As it finally emerged from the Spanish parliament Dec. 14, the Cable Telecommunications Law calls for two competing cable licenses per region.

Spanish telco Telefonica likely will exercise its option for one license per region, while the other will be granted by Spain’s government and regional and municipal authorities.

As defined by the law, a region consists of a minimum of 50,000 and a maximum of 2 million people.

What has sparked the most outcry is a clause that restricts the number of subscribers per system to 1.5 million homes. There are approximately 10 million TV households in Spain.

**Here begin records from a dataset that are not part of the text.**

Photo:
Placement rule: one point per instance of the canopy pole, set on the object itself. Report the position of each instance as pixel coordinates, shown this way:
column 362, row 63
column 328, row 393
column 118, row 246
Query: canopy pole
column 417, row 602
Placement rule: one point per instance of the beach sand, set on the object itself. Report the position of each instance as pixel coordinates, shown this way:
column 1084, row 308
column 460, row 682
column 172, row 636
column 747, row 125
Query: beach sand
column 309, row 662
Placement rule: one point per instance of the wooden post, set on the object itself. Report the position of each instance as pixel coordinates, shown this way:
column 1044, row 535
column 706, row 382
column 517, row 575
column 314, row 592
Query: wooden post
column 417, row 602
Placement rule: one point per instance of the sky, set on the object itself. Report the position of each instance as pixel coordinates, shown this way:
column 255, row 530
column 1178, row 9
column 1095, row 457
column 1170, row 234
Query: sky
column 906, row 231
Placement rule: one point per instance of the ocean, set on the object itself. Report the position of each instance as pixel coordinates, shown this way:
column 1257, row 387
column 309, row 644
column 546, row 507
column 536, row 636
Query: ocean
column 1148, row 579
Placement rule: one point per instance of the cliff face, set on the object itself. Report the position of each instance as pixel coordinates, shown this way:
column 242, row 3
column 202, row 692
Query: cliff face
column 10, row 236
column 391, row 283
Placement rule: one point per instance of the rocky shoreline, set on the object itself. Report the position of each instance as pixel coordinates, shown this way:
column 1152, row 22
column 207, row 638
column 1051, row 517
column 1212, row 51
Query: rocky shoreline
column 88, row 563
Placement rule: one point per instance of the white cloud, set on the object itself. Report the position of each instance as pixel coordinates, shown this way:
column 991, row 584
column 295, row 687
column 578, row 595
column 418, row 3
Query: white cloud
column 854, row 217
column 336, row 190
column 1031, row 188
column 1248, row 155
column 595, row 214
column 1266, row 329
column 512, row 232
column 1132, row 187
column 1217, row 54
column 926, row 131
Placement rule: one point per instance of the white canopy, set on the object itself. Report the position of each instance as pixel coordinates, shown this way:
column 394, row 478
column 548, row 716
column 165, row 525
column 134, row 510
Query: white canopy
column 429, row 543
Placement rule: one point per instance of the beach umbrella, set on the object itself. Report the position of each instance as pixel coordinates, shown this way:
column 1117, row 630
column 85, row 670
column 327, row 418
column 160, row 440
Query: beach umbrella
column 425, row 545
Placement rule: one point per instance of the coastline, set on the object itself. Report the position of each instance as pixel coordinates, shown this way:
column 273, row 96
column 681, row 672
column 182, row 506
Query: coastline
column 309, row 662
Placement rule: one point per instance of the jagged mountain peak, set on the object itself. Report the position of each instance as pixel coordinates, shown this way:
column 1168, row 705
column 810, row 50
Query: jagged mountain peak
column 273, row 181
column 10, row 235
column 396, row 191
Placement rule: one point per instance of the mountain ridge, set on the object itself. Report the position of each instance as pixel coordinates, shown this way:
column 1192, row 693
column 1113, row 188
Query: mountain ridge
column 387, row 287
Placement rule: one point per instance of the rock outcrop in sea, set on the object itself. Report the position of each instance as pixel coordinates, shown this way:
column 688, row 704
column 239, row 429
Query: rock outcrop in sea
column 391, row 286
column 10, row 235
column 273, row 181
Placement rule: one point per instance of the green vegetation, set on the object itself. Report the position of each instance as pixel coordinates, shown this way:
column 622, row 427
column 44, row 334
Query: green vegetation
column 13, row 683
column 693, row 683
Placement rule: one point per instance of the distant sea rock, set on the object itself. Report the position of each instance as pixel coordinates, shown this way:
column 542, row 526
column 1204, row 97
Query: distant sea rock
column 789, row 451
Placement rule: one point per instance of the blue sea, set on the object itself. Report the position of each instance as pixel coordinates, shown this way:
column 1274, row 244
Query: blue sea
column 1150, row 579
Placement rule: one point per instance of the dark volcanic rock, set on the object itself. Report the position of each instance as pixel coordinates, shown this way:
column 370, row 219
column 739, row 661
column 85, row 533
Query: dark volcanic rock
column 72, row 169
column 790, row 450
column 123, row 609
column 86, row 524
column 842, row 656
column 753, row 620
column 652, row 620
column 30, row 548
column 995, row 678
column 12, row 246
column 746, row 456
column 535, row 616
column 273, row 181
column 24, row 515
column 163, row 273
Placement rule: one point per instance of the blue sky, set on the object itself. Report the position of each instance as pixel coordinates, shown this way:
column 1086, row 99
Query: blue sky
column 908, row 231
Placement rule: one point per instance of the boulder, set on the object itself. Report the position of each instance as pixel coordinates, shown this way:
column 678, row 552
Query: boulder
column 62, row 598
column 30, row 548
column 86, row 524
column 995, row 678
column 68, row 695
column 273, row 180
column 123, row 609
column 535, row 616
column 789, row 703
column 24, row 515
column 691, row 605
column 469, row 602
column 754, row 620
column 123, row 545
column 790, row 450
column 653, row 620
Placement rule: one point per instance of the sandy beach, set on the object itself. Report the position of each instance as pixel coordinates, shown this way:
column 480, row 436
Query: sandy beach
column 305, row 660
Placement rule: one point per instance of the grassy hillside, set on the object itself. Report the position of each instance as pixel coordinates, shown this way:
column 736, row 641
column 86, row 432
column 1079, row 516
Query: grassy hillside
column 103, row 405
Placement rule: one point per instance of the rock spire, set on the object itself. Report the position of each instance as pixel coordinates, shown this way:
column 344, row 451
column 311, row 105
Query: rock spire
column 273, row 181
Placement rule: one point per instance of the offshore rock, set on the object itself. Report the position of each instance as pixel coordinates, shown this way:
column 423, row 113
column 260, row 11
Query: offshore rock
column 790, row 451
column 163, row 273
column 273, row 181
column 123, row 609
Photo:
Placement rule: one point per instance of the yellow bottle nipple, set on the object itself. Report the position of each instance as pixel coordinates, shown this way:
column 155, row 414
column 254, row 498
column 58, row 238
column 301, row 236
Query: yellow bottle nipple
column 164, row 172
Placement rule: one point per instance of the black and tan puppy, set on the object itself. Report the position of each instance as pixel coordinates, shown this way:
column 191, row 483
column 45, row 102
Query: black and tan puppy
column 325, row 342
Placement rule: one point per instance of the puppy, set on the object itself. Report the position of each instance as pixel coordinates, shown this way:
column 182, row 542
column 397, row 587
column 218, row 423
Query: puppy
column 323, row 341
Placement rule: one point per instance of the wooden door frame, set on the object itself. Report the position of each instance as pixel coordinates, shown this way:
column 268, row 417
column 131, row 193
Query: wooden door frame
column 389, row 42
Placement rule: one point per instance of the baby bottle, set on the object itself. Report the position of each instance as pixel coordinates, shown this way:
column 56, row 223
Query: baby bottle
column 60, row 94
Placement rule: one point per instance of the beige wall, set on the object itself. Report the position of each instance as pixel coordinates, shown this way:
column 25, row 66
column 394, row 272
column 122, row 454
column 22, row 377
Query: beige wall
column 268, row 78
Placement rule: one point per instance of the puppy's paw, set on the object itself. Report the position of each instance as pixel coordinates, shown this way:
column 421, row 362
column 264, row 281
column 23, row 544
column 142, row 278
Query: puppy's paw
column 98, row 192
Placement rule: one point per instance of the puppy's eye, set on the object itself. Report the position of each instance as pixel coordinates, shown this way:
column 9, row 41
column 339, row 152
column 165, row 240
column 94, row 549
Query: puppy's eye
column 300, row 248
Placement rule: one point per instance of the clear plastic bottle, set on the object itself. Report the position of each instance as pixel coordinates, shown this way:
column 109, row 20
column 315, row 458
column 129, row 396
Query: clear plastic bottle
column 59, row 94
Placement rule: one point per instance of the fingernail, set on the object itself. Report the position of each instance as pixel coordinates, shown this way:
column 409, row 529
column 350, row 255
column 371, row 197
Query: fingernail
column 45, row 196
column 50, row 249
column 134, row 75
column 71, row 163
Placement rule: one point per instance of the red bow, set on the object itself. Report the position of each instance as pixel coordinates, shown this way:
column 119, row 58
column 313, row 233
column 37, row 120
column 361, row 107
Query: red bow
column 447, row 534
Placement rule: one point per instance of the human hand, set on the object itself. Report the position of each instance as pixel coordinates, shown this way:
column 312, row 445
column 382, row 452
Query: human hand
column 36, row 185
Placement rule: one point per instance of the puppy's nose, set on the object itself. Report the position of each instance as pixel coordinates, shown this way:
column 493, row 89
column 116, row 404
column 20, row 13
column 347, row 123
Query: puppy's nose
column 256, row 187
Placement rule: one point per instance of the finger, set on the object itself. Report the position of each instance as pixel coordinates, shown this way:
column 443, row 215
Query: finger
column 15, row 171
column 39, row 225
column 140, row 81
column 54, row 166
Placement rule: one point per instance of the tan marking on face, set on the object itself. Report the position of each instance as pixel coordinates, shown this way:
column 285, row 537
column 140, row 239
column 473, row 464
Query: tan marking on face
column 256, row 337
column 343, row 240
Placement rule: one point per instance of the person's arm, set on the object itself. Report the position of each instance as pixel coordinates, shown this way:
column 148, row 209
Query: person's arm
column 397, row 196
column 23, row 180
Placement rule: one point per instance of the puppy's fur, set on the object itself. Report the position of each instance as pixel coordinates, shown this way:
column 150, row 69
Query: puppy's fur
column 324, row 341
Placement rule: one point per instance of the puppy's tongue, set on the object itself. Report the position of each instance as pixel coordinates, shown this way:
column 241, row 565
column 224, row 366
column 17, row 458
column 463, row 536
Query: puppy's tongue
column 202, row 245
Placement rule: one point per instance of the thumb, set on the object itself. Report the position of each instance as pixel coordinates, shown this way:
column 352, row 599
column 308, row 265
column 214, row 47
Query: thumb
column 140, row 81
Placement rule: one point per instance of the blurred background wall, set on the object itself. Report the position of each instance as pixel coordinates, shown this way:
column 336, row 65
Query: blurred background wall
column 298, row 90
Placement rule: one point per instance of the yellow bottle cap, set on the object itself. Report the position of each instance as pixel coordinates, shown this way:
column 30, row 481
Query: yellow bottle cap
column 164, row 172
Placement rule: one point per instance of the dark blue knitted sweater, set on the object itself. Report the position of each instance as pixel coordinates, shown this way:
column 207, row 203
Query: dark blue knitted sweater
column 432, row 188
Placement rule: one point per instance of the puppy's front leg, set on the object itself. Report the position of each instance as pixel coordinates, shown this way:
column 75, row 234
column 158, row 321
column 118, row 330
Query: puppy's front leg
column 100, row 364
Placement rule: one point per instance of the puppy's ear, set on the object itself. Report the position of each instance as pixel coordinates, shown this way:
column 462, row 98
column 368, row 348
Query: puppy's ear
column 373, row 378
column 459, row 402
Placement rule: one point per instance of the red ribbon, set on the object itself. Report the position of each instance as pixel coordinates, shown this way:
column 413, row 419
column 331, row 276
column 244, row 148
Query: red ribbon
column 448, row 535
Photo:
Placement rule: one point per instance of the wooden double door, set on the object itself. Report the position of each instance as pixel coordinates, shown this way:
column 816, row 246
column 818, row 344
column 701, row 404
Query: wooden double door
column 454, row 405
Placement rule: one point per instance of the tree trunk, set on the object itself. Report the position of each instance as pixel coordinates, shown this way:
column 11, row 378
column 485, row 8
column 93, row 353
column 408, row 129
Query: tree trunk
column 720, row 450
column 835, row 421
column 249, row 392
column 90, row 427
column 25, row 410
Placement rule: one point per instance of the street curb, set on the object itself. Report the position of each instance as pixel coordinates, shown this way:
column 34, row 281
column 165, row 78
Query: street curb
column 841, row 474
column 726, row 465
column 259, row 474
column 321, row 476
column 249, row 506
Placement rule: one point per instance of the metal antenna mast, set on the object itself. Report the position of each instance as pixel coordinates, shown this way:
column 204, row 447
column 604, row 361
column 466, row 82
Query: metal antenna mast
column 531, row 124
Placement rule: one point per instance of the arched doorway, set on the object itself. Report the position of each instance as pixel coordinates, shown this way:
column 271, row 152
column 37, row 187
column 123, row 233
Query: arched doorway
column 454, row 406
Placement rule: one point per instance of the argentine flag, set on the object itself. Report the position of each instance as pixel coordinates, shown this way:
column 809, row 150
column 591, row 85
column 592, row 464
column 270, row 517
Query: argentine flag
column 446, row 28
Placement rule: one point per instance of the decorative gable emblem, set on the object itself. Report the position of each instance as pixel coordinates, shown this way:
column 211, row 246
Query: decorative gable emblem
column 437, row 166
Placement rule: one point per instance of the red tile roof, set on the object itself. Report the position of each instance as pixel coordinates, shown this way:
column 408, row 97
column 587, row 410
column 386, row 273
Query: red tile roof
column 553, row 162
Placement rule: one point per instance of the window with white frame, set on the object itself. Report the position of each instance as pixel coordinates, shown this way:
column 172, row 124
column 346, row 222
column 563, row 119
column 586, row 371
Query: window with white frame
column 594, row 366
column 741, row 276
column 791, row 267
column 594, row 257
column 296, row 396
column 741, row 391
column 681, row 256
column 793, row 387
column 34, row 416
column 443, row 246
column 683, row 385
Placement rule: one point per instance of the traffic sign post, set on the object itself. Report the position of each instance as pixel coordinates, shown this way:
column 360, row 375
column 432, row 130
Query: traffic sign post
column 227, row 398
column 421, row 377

The Spanish opposition Partido Popular has already branded the clause as unconstitutional and announced that it will scrap the clause if, as is likely, it wins Spain’s elections in March.

The new law hits the statute books as the key cable TV players in Spain jockey for position.

Two cable TV investment holdings already have emerged as significant national forces. One is Cable Europa, comprising the banks Banco Santander (60%) Banco Central Hispano (15%), cable service development company Multitel (17.5%) and railroad company Ferrovial.

A second is Cablevision, a joint venture between the owners of Spanish pay TV giant Canal Plus Espana (50%) and Telefonica (37.5%).

US West has joined with local partners to operate cable TV services in Barcelona and in the Basque region.

High-flying private TV broadcaster Antena 3 TV now looks set to offer a package of digitally compressed channels to local cable TV operations.